Thuja occidentalis L. ‘Malonyana’

Thuja occidentalis L. ‘Malonyana’

Abend­län­di­scher Lebens­baum (Sor­te)
Fami­lie:
Cup­res­saceae — Zypes­sen­ge­wäch­se
Habi­tat:
Hei­mat der Art: atlan­ti­sches N‑Amerika
Im Arbo­re­tum seit:
1938
Koor­di­na­ten:
013.474600668 52.455458091
Lizenz:
CC BY HU
1938 kam die­ser Lebens­baum aus dem Bota­ni­schen Gar­ten und Muse­um Ber­lin-Dah­lem ins Arbo­re­tum.

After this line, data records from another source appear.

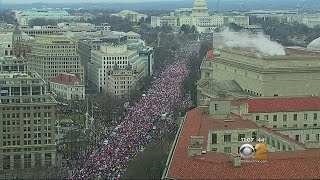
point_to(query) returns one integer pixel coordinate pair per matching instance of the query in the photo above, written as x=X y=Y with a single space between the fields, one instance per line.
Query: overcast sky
x=74 y=1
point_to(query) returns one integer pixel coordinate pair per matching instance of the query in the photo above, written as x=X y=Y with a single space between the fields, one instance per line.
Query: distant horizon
x=84 y=1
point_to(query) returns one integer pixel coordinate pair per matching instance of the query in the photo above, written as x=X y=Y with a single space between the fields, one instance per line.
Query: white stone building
x=133 y=16
x=68 y=86
x=103 y=60
x=199 y=17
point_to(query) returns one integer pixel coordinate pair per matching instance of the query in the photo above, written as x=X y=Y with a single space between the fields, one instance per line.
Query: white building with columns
x=103 y=61
x=199 y=17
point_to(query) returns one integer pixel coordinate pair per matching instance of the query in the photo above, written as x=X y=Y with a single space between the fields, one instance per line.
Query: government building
x=109 y=56
x=53 y=55
x=250 y=73
x=208 y=142
x=199 y=17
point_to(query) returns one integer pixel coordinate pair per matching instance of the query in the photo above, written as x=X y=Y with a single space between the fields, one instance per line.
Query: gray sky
x=74 y=1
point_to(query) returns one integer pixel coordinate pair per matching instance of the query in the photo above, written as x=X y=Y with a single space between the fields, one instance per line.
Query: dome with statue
x=314 y=45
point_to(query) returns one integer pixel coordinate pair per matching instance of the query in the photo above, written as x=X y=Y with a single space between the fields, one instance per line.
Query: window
x=214 y=139
x=284 y=148
x=240 y=136
x=275 y=117
x=227 y=149
x=227 y=138
x=254 y=136
x=285 y=117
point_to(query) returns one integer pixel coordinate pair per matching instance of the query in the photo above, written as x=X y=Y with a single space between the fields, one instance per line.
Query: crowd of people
x=109 y=159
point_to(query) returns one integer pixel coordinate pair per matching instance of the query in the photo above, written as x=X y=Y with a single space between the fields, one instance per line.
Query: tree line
x=288 y=34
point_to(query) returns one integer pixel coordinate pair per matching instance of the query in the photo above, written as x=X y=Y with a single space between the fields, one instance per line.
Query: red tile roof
x=279 y=165
x=283 y=104
x=210 y=55
x=67 y=79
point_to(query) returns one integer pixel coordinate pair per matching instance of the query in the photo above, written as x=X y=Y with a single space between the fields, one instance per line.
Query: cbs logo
x=247 y=151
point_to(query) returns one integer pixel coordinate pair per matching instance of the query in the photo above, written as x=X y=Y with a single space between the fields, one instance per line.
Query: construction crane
x=158 y=39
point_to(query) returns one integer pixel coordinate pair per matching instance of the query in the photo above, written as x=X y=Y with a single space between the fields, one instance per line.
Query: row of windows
x=227 y=137
x=115 y=58
x=294 y=125
x=25 y=115
x=285 y=117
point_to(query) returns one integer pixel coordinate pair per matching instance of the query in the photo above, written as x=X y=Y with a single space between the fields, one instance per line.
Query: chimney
x=204 y=109
x=236 y=160
x=196 y=140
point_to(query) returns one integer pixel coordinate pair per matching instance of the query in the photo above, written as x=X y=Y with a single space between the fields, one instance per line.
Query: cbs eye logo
x=247 y=151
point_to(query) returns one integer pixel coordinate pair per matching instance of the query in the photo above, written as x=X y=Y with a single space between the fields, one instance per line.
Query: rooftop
x=283 y=104
x=212 y=165
x=67 y=79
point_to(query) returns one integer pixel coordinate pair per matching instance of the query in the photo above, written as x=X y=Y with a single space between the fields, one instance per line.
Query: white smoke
x=257 y=41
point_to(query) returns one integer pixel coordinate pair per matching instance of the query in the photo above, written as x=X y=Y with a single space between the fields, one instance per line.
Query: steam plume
x=257 y=41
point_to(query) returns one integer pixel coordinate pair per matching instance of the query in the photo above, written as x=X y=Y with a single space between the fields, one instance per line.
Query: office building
x=13 y=64
x=121 y=81
x=53 y=55
x=208 y=143
x=257 y=74
x=103 y=60
x=133 y=16
x=25 y=16
x=68 y=86
x=199 y=17
x=27 y=114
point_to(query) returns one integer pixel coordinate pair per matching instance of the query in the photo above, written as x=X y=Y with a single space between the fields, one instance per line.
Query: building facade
x=24 y=17
x=296 y=117
x=68 y=86
x=103 y=60
x=13 y=64
x=53 y=55
x=28 y=122
x=133 y=16
x=293 y=74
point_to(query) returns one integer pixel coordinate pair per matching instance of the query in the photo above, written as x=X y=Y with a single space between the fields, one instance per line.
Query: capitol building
x=199 y=17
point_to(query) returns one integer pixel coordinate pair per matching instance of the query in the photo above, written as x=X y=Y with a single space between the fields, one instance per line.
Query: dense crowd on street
x=109 y=159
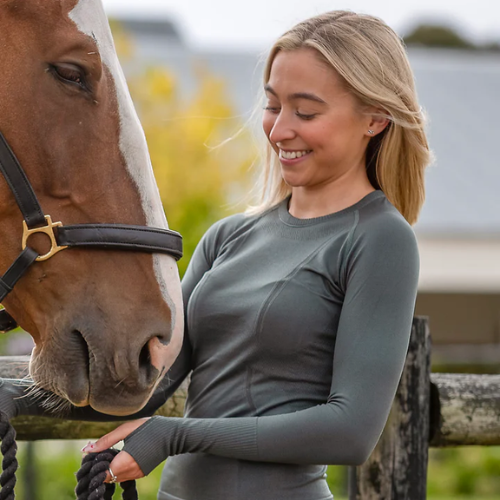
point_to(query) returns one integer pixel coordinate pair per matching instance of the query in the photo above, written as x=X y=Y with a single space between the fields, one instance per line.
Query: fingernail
x=88 y=447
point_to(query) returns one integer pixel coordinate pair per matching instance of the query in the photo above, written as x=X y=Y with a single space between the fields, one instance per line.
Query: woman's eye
x=70 y=73
x=272 y=109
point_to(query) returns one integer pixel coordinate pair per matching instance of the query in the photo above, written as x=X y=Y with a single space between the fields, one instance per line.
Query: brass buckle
x=49 y=231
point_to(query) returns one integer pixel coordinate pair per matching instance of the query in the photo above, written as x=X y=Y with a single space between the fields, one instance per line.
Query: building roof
x=459 y=91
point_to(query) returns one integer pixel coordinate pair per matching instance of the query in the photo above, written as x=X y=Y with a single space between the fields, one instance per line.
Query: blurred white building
x=459 y=229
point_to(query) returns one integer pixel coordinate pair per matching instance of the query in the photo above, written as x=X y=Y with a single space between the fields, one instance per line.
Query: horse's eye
x=70 y=73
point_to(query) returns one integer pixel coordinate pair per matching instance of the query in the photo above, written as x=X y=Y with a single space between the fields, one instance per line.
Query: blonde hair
x=372 y=60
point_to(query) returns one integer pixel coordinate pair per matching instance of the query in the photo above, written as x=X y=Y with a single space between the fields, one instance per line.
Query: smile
x=292 y=155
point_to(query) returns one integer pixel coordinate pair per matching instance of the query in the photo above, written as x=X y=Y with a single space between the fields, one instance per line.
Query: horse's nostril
x=81 y=345
x=145 y=356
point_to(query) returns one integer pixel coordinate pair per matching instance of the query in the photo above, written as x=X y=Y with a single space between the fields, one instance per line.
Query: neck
x=311 y=202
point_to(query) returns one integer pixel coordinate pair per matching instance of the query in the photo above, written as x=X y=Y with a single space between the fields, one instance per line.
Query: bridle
x=102 y=236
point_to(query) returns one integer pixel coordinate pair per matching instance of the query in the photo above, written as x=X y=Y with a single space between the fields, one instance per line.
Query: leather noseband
x=103 y=236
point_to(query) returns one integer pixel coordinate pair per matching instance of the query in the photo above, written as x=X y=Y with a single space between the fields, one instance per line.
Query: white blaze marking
x=90 y=18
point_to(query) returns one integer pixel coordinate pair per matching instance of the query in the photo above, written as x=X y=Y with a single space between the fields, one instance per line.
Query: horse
x=107 y=325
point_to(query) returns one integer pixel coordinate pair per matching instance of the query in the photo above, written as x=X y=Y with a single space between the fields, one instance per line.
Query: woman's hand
x=124 y=467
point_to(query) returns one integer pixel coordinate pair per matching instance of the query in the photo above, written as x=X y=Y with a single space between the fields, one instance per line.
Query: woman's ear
x=379 y=119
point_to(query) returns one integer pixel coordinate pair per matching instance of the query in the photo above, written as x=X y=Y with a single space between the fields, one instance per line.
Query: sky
x=254 y=24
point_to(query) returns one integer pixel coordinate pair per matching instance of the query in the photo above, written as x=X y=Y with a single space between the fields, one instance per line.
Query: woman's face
x=313 y=123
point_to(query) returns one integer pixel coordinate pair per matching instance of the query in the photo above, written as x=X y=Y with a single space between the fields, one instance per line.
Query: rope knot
x=91 y=476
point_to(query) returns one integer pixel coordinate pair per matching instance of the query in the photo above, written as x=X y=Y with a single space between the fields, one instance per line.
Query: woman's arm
x=370 y=350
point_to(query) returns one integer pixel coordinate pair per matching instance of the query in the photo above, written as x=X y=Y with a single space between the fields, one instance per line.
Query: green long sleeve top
x=296 y=337
x=297 y=332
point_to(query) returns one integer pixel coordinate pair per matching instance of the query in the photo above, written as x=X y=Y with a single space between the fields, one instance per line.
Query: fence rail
x=428 y=410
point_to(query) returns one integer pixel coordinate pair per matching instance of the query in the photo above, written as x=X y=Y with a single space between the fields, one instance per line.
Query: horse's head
x=107 y=325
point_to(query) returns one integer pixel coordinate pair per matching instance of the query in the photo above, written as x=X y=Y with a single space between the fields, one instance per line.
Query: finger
x=124 y=467
x=113 y=437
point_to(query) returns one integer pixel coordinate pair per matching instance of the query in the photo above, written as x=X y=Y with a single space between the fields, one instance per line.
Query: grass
x=466 y=473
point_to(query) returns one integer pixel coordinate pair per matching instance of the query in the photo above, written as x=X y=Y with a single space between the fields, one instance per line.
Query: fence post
x=397 y=468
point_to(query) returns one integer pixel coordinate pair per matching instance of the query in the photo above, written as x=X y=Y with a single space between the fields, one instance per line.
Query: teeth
x=291 y=155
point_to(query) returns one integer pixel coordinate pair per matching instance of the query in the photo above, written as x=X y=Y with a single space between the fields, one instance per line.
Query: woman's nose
x=282 y=130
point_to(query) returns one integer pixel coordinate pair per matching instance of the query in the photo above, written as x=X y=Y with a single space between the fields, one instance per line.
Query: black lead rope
x=90 y=477
x=9 y=462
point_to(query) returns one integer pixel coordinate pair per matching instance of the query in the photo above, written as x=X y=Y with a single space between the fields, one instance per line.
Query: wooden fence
x=429 y=409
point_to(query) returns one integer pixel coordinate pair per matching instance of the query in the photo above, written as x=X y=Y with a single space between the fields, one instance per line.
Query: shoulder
x=220 y=232
x=382 y=231
x=380 y=221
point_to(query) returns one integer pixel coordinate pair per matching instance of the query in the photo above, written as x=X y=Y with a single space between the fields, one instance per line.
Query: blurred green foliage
x=437 y=35
x=202 y=176
x=198 y=185
x=454 y=473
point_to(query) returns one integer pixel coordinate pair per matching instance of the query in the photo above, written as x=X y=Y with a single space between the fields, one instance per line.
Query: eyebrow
x=296 y=95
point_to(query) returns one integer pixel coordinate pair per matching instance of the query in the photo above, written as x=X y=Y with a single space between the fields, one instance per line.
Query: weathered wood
x=397 y=468
x=465 y=410
x=35 y=428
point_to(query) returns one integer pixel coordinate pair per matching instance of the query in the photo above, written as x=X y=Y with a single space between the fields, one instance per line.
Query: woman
x=299 y=312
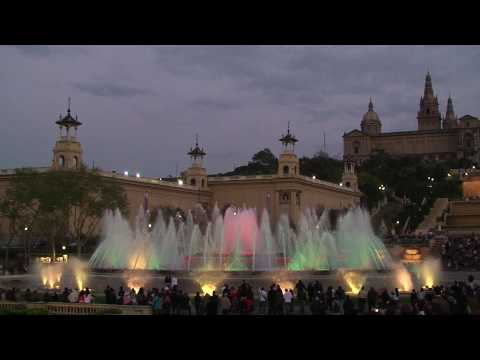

Der Abend­län­di­sche Lebens­baum ist in Nord­ame­ri­ka in der Regi­on der Gro­ßen Seen und wei­ter süd­lich in den Appa­la­chen hei­misch; er wird oft in sump­fi­gen Stand­or­ten gefun­den, aber die bes­ten Bestän­de befin­den sich auf gut durch­läs­si­gen Böden. Eine jun­ge Pflan­ze, die wahr­schein­lich 1536 von Jac­ques Car­tier aus dem Sankt-Lorenz-Strom-Gebiet mit­ge­bracht wur­de, leb­te vie­le Jah­re im könig­li­chen Gar­ten von Fon­taine­bleau und muss eine der aller­ers­ten Arten Nord­ame­ri­kas gewe­sen sein, die die Alte Welt erreich­te. Als dort die ers­ten dau­er­haf­ten Sied­lun­gen gegrün­det wur­den, war er in Euro­pa, ein­schließ­lich Groß­bri­tan­ni­en, bereits weit ver­brei­tet als Arbor Vitae.

Der Abend­län­di­sche Lebens­baum kann Wuchs­hö­hen von etwa 20 Metern (in Ein­zel­fäl­len bis maxi­mal 38 Metern) errei­chen; er wächst aber sehr lang­sam.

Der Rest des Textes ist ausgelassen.